Kevin95 a écrit :LA DÉESSE / Devi - Satyajit Ray (1960) découverte

Satyajit Ray taloche la religion et ses fanatiques à travers cette histoire d'un vrai-faux miracle, d'un père dévoué à ses croyances, d'un fils sceptique et d'une fille devenue malgré elle, déesse aux pouvoirs extra-ordinaires. La famille craque, le doute s’installe, on est pas loin de devenir fou quand la fille perd, elle aussi, la raison et semble croire à son statut divin. La fin est déchirante, rien de bon ne peut sortir de tout cela et un personnage martyr va en faire les frais. Mise en scène superbe, décors écrasants et lumière divine (ah ah ah) rendent les gros plans hypnotisant.
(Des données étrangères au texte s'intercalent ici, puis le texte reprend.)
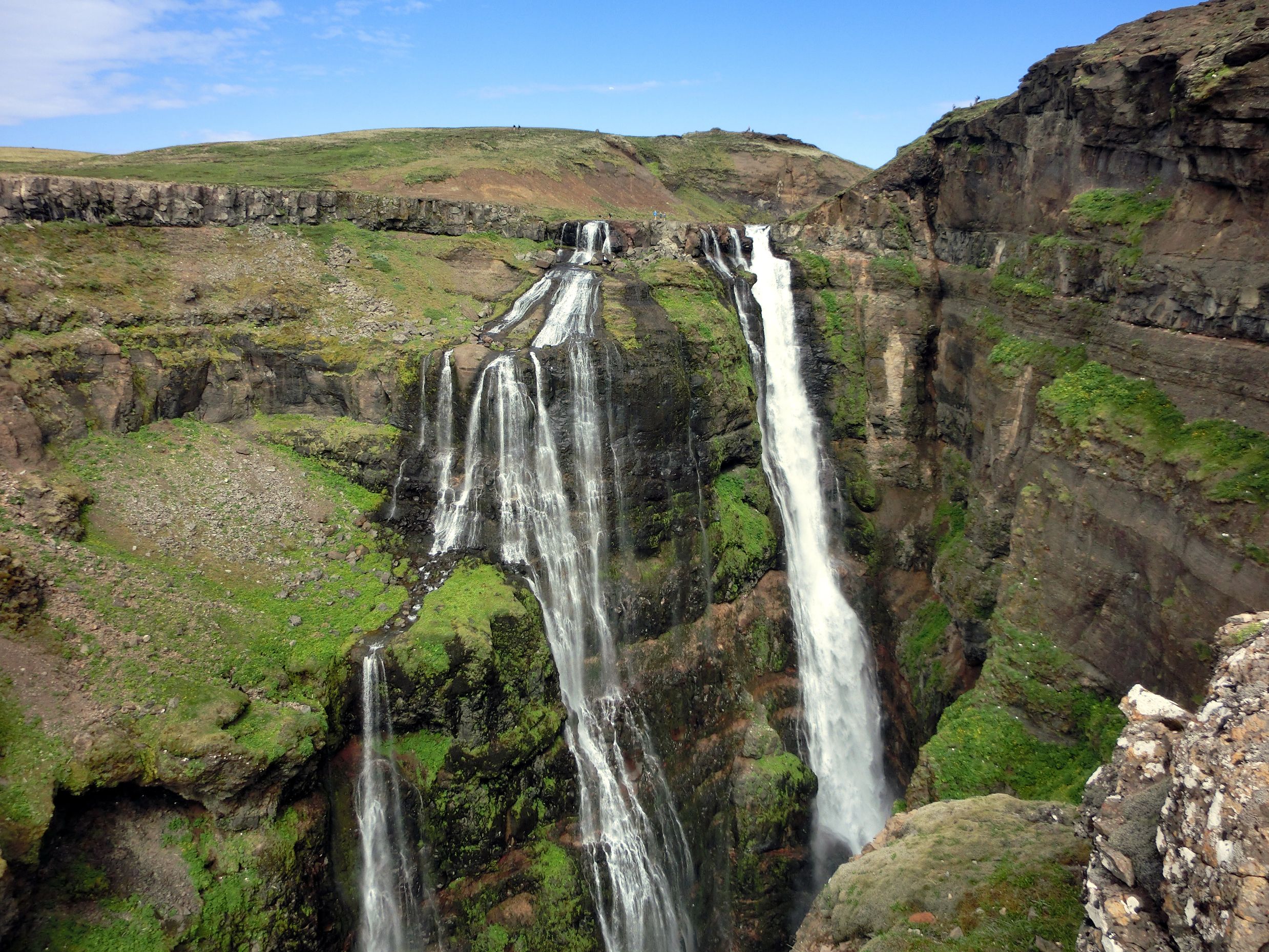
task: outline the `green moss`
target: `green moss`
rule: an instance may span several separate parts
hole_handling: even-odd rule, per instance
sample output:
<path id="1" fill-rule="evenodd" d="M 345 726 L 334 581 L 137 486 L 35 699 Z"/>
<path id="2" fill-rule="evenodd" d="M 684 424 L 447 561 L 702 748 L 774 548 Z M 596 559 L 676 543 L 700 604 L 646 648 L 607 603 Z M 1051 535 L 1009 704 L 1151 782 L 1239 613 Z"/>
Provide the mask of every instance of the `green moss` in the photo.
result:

Ray fait un peu poiroter son auditoire, se complait parfois un peu trop dans la splendeur de ses images et la lenteur de son intrigue, mais le film trouve - via sa conclusion noire - son chemin et marque par son refus du mysticisme à la demande.
Toujours pas de réponse au sujet de mon interrogation (qui n'est pourtant pas un point marginal du film :mrgreen: ) : pourquoi diable le personnage féminin accepte-t-elle sans broncher cette lubie de la part de son beau-père, comme si c'était "normal" qu'on puisse voir en elle la réincarnation de Kali ?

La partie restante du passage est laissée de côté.